Without AMD frame generation , but with DLSS and FSR to offset the drop in FPS, Extermination’s most epic moments deal a worrying performance blow, something that is a trademark of Unreal Engine 5. With an RTX 3060 Ti, 32GB of RAM and an i5 12400 – the game requires 16GB, a GTX 1070 and an Intel i7-8700K – the FPS ranges from 60 in the least stressful moments, to just 25 FPS in the busiest ones . Much of the blame goes to Nanite and Lumen . The game, although at times it may not seem like it, uses virtualization for geometry and dynamic global illumination to create less flat and vivid environments, and it shows. Although Lumen can be disabled, something I recommend, the FPS rate is difficult to balance from our side .
5 things you should know:
- The game features a single-player class system, perfect for spending hours leveling up.
- There are 3 planets, but the maps are big enough.
- Multiplayer remains the best bet within the shooter.
- The campaign mode could have been more, and is easily forgettable.
- It continues to drag major optimization problems on PC.
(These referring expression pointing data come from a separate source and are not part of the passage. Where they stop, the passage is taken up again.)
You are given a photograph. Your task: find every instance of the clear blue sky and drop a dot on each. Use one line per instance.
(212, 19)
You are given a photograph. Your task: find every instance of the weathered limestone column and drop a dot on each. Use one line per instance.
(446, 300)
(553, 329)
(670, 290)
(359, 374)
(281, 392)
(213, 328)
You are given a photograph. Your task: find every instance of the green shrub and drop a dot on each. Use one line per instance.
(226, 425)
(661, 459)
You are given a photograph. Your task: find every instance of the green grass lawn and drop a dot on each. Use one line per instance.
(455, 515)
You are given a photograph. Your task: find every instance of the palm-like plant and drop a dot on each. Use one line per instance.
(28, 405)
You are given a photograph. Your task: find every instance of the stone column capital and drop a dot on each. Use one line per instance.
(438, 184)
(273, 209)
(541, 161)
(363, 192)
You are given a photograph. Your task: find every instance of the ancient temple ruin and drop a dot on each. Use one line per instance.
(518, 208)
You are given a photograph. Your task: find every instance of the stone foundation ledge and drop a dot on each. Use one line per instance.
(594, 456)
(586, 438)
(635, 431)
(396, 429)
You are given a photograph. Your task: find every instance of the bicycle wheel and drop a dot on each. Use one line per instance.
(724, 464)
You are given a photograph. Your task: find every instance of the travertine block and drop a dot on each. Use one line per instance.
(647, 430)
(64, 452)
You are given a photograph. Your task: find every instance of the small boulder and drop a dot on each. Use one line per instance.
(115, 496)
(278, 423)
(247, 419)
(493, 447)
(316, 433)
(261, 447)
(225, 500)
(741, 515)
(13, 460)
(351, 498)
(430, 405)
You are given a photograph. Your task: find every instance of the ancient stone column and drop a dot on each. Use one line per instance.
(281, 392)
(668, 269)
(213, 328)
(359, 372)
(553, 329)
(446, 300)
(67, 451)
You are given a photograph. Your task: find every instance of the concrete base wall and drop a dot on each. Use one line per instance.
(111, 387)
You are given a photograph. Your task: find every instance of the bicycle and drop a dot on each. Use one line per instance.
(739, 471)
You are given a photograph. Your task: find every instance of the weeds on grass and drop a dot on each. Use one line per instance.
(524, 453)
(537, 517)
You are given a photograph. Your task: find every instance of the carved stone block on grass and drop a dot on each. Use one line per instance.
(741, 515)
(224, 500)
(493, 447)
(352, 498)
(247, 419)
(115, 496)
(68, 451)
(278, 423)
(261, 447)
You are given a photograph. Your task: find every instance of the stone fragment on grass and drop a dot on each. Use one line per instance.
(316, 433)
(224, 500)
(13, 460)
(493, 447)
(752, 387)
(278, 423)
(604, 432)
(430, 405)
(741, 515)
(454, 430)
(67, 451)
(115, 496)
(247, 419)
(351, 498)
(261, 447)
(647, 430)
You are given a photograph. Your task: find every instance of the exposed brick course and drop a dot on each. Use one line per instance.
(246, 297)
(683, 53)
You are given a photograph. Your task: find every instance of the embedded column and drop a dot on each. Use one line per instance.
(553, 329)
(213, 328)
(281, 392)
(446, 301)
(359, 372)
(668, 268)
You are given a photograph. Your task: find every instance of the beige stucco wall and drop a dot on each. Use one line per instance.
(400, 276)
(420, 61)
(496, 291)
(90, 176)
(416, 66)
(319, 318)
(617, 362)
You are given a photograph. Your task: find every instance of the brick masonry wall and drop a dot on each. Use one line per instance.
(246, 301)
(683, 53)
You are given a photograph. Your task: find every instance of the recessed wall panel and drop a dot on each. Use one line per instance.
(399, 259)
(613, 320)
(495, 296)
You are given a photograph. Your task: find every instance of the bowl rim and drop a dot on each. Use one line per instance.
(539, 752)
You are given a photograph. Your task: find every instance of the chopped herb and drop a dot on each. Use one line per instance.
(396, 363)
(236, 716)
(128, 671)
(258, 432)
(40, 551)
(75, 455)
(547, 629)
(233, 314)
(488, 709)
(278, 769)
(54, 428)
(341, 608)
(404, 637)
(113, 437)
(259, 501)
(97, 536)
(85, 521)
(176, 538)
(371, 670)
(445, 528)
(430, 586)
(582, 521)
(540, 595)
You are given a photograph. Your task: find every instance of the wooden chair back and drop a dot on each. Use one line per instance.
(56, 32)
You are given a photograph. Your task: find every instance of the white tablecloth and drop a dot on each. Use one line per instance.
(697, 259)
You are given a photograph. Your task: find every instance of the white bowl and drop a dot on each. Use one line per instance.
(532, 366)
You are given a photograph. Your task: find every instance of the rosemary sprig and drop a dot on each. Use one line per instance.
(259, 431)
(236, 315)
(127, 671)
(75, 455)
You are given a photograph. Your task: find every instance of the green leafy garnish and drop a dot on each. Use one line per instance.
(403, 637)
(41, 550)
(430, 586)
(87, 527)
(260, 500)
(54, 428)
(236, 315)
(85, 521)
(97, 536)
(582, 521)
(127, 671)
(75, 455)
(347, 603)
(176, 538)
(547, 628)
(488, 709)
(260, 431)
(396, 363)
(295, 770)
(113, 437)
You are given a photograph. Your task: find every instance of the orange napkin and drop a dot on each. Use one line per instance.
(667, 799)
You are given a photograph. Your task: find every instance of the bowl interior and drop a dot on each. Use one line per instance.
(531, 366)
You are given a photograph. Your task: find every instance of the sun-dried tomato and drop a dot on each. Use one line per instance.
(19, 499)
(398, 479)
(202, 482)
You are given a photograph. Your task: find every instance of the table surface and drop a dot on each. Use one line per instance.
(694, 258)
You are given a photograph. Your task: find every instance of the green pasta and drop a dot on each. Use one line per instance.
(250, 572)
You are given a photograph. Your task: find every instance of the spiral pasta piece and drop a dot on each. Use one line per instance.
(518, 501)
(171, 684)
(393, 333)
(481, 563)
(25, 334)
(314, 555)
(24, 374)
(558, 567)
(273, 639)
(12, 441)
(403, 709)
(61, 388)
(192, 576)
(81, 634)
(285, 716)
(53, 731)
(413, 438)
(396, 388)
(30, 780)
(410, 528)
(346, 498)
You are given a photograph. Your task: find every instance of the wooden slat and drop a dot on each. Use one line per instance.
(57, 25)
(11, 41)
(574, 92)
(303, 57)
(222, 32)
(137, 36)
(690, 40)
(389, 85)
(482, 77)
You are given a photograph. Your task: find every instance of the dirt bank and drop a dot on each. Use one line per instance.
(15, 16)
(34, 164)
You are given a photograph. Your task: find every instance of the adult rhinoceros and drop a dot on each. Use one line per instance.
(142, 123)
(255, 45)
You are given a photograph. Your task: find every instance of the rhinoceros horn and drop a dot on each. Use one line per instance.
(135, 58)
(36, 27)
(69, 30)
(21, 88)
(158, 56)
The idea of having a big-budget Starship Troopers game was always a dream, and although this is not the case, the team at Offworld has known how to work well with their material. Parody and satire have no place in a game with as little narrative as Extermination, but chaos, lack of control and the lack of experience of the soldiers we control do. An experience so fun and epic that it is hard not to recommend it, although it is not made easy by the performance that could be greatly improved.